In HR3 vs. HR0, “cellular modified amino acid biosynthetic process” (GO: 0042398), “phenylpropanoid metabolic process” (GO: 0009698), “glutamine biosynthetic process” (GO: 0006542), “nucleotide-sugar metabolic process” (nucleotide-sugar metabolic process), “polyamine catabolic process” (GO: 0006598), “anthocyanin-containing compound biosynthetic process” (GO: 0009718), “cutin biosynthetic process” (GO: 0010143), “positive regulation of flavonoid biosynthetic process” (GO:0009963), “glutathione catabolic process” (GO:0006751), “wax biosynthetic process” (GO:0010025), “glutamate biosynthetic process” (GO: 0006537), “glycine betaine biosynthetic process” (GO:0031456), “positive regulation of auxin metabolic process” (GO:0090355), and “positive regulation of tryptophan metabolic process” (GO:0090358) terms about metabolism were found.
In HR5 vs. HR0, “cysteine biosynthetic process” (GO: 0019344), “positive regulation of catalytic activity” (GO: 0043085), “glucosinolate biosynthetic process” (GO: 0019761), “glycogen biosynthetic process” (GO: 0005978), “cellular glucan metabolic process” (GO: 0006073), “hydrogen peroxide catabolic process” (GO: 0042744), “trehalose biosynthetic process” (GO: 0005992), “tryptophan catabolic process” (GO: 0006569), “long-chain fatty acid metabolic process” (GO: 0001676), “indoleacetic acid biosynthetic process” (GO:0009684), “sucrose metabolic process” (GO:0005985), “glutathione catabolic process” (GO:0006751), “phenylpropanoid biosynthetic process” (GO:0009699), “malate metabolic process” (GO:0006108), “glutamine biosynthetic process” (GO:0006542), “starch biosynthetic process” (GO:0019252), and “cellular carbohydrate metabolic process” (GO:0044262) terms associated with metabolism were identified.

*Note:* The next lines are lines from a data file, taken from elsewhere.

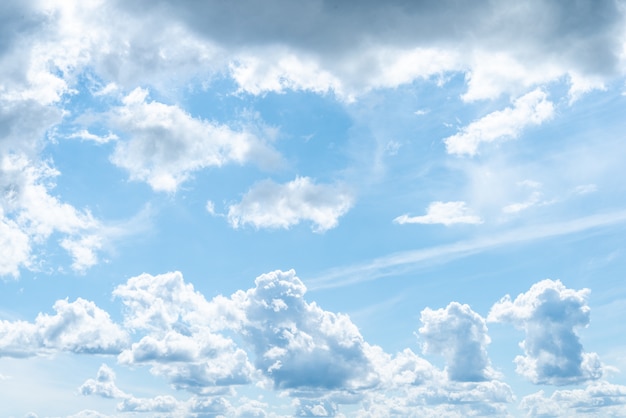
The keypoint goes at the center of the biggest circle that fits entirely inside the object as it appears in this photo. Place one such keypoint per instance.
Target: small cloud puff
(549, 313)
(531, 109)
(271, 205)
(78, 327)
(446, 213)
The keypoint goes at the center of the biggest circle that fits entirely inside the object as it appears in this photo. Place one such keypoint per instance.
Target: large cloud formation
(272, 338)
(112, 53)
(549, 313)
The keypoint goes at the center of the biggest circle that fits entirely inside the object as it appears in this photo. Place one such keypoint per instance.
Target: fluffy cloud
(180, 344)
(446, 213)
(531, 109)
(271, 205)
(298, 345)
(460, 335)
(30, 215)
(549, 313)
(359, 50)
(78, 327)
(166, 144)
(596, 399)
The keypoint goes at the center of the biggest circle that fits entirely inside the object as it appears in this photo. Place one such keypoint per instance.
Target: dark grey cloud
(582, 33)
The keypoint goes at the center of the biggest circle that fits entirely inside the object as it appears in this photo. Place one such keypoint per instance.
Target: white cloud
(446, 213)
(99, 139)
(78, 327)
(460, 335)
(359, 50)
(549, 313)
(531, 109)
(14, 247)
(298, 345)
(271, 205)
(167, 144)
(181, 344)
(29, 215)
(103, 385)
(596, 399)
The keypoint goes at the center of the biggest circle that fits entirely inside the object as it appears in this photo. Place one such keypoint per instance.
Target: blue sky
(273, 209)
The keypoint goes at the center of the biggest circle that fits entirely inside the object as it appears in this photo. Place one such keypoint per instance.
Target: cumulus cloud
(446, 213)
(460, 335)
(531, 109)
(549, 313)
(78, 327)
(297, 344)
(271, 205)
(167, 144)
(180, 344)
(596, 399)
(85, 135)
(30, 214)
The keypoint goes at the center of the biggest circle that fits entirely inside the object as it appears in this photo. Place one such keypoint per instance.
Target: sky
(313, 208)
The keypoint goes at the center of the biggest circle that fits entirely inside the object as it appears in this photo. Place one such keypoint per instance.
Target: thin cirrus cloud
(445, 213)
(271, 205)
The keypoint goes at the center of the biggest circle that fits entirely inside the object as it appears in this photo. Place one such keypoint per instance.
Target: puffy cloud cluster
(78, 327)
(166, 144)
(298, 345)
(359, 50)
(549, 313)
(178, 344)
(270, 336)
(460, 335)
(597, 399)
(531, 109)
(51, 52)
(314, 356)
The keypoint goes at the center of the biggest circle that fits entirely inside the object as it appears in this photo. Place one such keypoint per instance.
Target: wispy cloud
(446, 213)
(409, 260)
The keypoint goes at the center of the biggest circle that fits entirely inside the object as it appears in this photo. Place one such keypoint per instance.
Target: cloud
(181, 344)
(402, 261)
(596, 399)
(460, 335)
(30, 215)
(271, 205)
(549, 313)
(167, 144)
(531, 109)
(446, 213)
(103, 385)
(77, 327)
(99, 139)
(298, 345)
(281, 47)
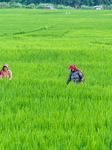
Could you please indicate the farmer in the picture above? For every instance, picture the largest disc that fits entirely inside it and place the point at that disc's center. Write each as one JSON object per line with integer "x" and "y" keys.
{"x": 6, "y": 72}
{"x": 76, "y": 75}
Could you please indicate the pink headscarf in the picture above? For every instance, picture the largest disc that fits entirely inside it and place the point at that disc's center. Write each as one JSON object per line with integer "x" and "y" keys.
{"x": 5, "y": 65}
{"x": 72, "y": 66}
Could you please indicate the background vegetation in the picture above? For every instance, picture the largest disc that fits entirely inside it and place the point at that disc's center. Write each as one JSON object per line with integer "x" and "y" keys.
{"x": 73, "y": 3}
{"x": 37, "y": 109}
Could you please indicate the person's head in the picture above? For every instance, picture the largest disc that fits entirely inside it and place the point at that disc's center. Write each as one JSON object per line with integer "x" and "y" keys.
{"x": 5, "y": 67}
{"x": 72, "y": 67}
{"x": 72, "y": 70}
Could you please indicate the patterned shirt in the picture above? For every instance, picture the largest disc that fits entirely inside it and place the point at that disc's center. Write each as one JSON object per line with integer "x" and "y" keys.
{"x": 76, "y": 76}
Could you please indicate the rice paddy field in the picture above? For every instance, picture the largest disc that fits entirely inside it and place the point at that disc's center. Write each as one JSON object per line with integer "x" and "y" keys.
{"x": 38, "y": 111}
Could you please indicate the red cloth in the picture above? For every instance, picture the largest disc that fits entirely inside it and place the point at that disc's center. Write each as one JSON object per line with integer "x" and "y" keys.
{"x": 72, "y": 66}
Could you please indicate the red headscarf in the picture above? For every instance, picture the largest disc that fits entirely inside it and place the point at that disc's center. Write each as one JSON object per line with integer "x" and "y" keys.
{"x": 72, "y": 66}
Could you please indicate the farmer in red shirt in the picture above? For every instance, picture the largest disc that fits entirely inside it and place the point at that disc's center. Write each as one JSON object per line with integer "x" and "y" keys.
{"x": 76, "y": 75}
{"x": 6, "y": 72}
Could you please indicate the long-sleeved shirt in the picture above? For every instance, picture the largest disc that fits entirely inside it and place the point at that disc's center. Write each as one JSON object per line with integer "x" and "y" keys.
{"x": 3, "y": 74}
{"x": 76, "y": 76}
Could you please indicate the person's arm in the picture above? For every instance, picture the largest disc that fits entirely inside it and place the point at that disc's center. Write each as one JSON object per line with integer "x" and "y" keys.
{"x": 69, "y": 79}
{"x": 81, "y": 77}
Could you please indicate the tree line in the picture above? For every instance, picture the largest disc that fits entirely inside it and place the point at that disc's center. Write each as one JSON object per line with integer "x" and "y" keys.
{"x": 72, "y": 3}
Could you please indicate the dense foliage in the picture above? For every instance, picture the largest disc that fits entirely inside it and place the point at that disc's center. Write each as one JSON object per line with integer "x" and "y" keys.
{"x": 63, "y": 2}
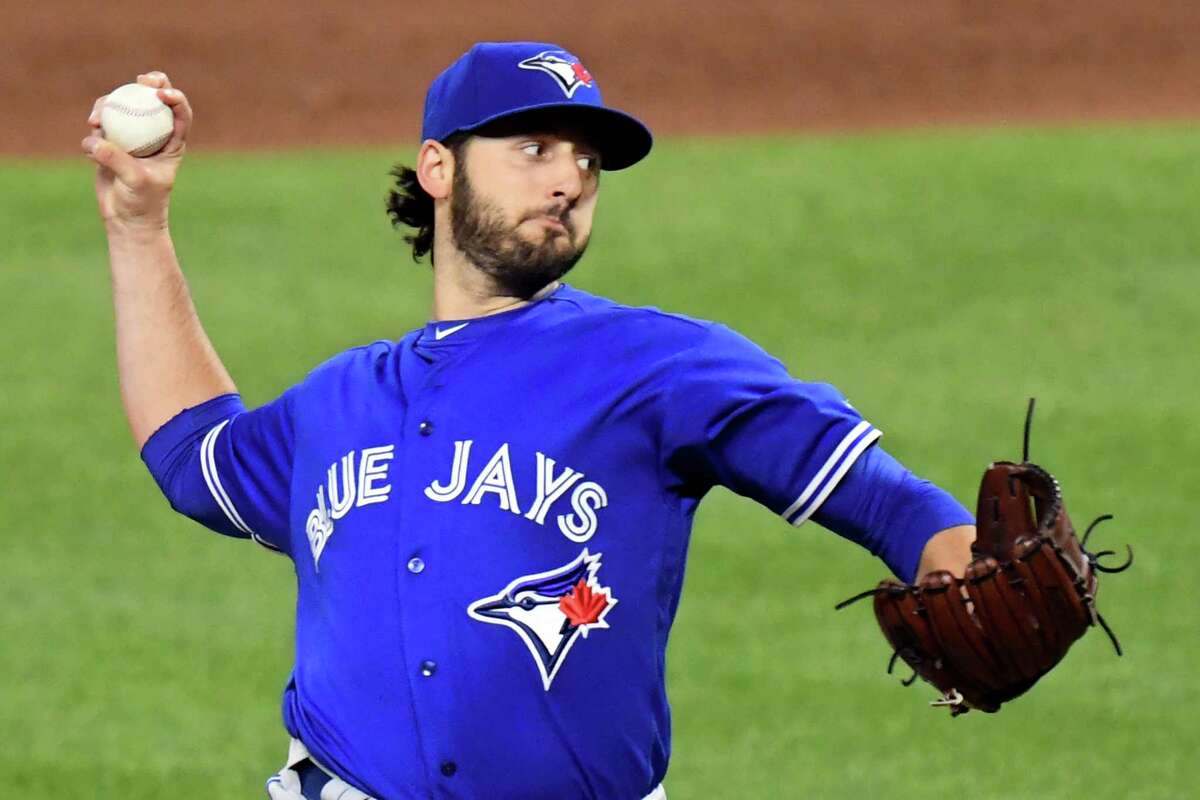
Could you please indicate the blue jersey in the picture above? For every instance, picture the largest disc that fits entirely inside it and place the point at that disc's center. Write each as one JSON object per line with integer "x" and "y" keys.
{"x": 489, "y": 522}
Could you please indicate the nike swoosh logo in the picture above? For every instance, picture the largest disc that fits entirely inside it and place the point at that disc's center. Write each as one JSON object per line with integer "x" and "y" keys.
{"x": 439, "y": 334}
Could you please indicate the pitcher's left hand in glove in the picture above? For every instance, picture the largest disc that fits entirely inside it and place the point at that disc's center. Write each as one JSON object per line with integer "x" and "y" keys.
{"x": 1027, "y": 595}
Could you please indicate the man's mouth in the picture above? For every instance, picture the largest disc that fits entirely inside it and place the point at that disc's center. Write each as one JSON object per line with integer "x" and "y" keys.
{"x": 551, "y": 222}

In HR7 vs. HR0, “anthocyanin-containing compound biosynthetic process” (GO: 0009718), “glutamine biosynthetic process” (GO: 0006542), “cellular glucan metabolic process” (GO: 0006073), “positive regulation of catalytic activity” (GO: 0043085), “malate metabolic process” (GO: 0006108), “coumarin biosynthetic process”, “plastoquinone biosynthetic process” (GO: 0010236), “cellular modified amino acid biosynthetic process” (GO: 0042398), “polyamine catabolic process” (GO:0006598) and “wax biosynthetic process” (GO:0010025) terms associated with metabolism were identified.
Validation of RNA-seq by qRT-PCR
In order to verify the reliability of the transcriptome data, six DEGs were randomly selected for expression analysis by qRT-PCR experiments (Fig. 5). The expression patterns shown in the qRT-PCR results (Fig. 5B) were consistent with RNA-seq results (Fig. 5A), with PCCs higher than 0.9.